Sunday, May 20, 2012

Day Four of Eleven.


Day Four.
The Milkmaid Folk Club, Bury St Edmunds.
We packed up our suitcases, loaded the car and drove back to Dartford. John took the train in to London, where he had a few things to do, and I went to visit my second cousin once removed, Sadie. That means she's my gran's niece. Sadie was looking wonderful, as well as I've ever seen her, but she had a heart attack last month. She was amazingly recovered, and filled me in on the doings of many people to whom I am related in the UK, but haven't met.

Then I drove to Cambridge. Cambridge is one of my favourite towns, because it's outrageously beautiful, with breathtaking architectural grace realised in a lovely light-hued stone, and is one of the few towns where my personality seems normal. Even slightly staid. 

People were rushing about on black bicycles with wicker baskets on the front, tourists were queuing for the visually lush experience of punting on the Cam, there was a sense of rightness in the world that comes from a group of people realising their full potential. That was what I felt. There are so few places in the world where many people are stretching and challenging their intellects, finding opportunities and expanding their horizons as a matter of course, but Cambridge feels like one of them. We all deserve a chance to excel.




But I was there to collect John from the train, on the way to our gig. I was fortunate to have a little bit of time for a wander and to see a contemporary art gallery. Then we paid for it by driving in peak hour traffic to my second cousin Gerald's place near Bury St Edmunds, where our gig was.

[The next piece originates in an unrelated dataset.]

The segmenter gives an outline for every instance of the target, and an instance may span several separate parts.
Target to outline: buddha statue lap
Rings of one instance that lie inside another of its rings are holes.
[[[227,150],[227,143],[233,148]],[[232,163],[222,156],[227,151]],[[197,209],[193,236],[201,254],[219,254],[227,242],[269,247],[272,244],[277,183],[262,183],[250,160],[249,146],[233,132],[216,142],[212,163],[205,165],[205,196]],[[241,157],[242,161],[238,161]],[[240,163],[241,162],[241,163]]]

Gerald came with us to the gig, and being an art teacher, he was very instructive about the fascinating array of architecture we were passing on the way in to Bury. There is a huge church, which was regarded as a small church in the grounds of the Abbey, when the Abbey existed. But Henry VIII got rid of that. A prosperous market town for centuries, Bury is full of wonderful, airy, beautifully built merchants houses, and a massive Corn Exchange, all columns and neoclassical lines, which is currently being turned into a Wetherspoon, upon which opinion is divided in the town.

Our gig turned out to be part of the Bury Arts Festival, so to our delight, the room was overflowing with people who wouldn't normally hear about folk gigs, but who really enjoyed our music. It was a marvellous night, with about 90 people, and a support act called The Larks. Marvellous.